New Delhi: According to data issued by the Department for Promotion of Industry and Internal Trade (DPIIT), Singapore accounted for 37% of all foreign direct investment (FDI) equity inflows between April and December of FY26, totalling $17.6 billion. The next two suppliers, with 16% and 10% of the total, were the United States and Mauritius.
FDI from the Cayman Islands, an offshore tax haven, increased fivefold to $2 billion from $422 million in 2024. While inflows from Luxembourg increased to $545 million from $352.67 million during the same time, another tax haven from Cyprus invested $1.4 billion in India as opposed to $1.2 billion in 2024.

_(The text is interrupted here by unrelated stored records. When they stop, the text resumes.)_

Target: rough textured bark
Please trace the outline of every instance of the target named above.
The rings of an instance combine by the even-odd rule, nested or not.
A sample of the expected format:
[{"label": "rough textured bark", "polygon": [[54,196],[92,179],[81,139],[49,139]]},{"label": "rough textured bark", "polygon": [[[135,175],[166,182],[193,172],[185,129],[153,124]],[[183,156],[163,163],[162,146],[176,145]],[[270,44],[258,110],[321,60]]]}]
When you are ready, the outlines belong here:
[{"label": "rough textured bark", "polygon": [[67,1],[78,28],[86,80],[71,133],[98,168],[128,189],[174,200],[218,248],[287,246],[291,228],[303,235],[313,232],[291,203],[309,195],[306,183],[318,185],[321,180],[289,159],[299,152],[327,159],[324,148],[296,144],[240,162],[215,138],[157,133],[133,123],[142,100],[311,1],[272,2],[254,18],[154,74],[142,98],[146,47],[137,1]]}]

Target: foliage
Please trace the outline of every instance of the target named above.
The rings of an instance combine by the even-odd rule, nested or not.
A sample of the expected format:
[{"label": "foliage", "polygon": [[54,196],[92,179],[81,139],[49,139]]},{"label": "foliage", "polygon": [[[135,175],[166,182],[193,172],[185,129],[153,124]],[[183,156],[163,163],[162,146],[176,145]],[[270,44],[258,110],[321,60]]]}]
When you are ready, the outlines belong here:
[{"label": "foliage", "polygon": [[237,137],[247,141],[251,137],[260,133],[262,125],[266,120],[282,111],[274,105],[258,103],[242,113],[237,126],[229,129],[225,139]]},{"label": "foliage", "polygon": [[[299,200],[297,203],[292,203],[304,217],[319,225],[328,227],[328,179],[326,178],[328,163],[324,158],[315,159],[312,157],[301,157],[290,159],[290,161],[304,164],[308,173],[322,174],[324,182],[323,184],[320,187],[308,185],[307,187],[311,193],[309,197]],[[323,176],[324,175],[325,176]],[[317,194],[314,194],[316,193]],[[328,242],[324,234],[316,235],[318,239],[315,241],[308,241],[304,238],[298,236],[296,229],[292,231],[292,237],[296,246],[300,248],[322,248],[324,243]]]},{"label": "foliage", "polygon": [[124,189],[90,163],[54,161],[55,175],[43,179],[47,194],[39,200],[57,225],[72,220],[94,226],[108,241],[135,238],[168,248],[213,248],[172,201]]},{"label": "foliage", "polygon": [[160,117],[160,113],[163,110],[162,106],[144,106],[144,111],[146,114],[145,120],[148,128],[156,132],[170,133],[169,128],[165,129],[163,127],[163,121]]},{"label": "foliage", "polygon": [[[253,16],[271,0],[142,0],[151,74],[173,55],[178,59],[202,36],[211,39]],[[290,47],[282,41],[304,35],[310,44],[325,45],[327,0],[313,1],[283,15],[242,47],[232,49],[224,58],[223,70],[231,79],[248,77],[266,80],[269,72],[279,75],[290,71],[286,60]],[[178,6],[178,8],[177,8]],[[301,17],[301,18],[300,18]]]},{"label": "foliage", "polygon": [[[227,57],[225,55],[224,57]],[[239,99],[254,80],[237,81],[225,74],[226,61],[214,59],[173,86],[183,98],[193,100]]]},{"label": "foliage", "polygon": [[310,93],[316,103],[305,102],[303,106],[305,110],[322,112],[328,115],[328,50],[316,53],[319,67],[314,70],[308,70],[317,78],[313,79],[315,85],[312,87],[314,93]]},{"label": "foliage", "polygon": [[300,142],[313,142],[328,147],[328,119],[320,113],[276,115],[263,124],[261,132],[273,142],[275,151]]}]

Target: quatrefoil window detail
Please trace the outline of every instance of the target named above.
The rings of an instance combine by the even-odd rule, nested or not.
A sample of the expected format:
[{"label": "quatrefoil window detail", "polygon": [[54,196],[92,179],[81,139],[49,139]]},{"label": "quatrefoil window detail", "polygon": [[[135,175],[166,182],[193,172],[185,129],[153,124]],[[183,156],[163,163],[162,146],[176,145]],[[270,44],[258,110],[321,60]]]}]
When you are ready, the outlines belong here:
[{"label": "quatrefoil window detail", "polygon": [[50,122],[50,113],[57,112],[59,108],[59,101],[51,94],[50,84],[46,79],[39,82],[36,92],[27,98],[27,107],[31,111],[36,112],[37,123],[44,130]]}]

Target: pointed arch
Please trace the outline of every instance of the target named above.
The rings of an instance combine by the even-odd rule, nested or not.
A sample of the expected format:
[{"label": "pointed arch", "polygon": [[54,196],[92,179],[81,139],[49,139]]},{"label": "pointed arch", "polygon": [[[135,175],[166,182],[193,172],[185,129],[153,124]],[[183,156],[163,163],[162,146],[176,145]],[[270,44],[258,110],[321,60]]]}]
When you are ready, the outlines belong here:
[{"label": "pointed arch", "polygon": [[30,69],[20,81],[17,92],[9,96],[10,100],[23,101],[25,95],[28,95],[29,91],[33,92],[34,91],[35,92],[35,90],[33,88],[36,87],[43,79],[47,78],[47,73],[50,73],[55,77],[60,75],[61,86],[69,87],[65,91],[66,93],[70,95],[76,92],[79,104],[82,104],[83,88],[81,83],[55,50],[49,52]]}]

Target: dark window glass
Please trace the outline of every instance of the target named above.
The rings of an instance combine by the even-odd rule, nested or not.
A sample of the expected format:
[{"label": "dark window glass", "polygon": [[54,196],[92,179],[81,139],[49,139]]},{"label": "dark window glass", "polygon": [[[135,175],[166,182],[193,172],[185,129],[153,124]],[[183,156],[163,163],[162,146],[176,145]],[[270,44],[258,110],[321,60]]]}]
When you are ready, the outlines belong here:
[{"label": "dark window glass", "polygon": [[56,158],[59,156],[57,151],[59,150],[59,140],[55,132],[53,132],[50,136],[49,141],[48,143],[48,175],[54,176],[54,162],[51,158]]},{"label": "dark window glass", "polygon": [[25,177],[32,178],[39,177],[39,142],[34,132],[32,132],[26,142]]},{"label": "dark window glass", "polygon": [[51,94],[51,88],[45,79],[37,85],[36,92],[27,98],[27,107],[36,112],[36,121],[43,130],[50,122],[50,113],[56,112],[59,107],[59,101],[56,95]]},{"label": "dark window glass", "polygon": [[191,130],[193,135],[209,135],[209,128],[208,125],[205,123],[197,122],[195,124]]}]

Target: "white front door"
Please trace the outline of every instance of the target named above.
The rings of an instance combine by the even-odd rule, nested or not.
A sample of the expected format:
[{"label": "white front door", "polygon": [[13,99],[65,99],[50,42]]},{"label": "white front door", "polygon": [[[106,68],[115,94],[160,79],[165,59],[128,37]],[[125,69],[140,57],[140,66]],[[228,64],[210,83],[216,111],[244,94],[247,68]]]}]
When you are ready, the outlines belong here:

Between April and December of FY26, India received $47.87 billion in FDI equity inflows, of which $7.8 billion came from the United States and $4.8 billion from Mauritius. Among the top five investment nations were Japan and the United Arab Emirates.
According to the data, investments from Hong Kong decreased to $61.4 million from $87.7 million, while those from China increased to $6.49 million in 2025 from $3.73 million in 2024.
According to the data, Computer Software & Hardware (22%) and the Services Sector (Financial, Banking, and R&D) got inflows of $10.7 billion, making them the most appealing sectors for these funds.
In the first three quarters of FY26, the states with the largest foreign inflows were Maharashtra ($15.38 billion) and Karnataka ($11.15 billion).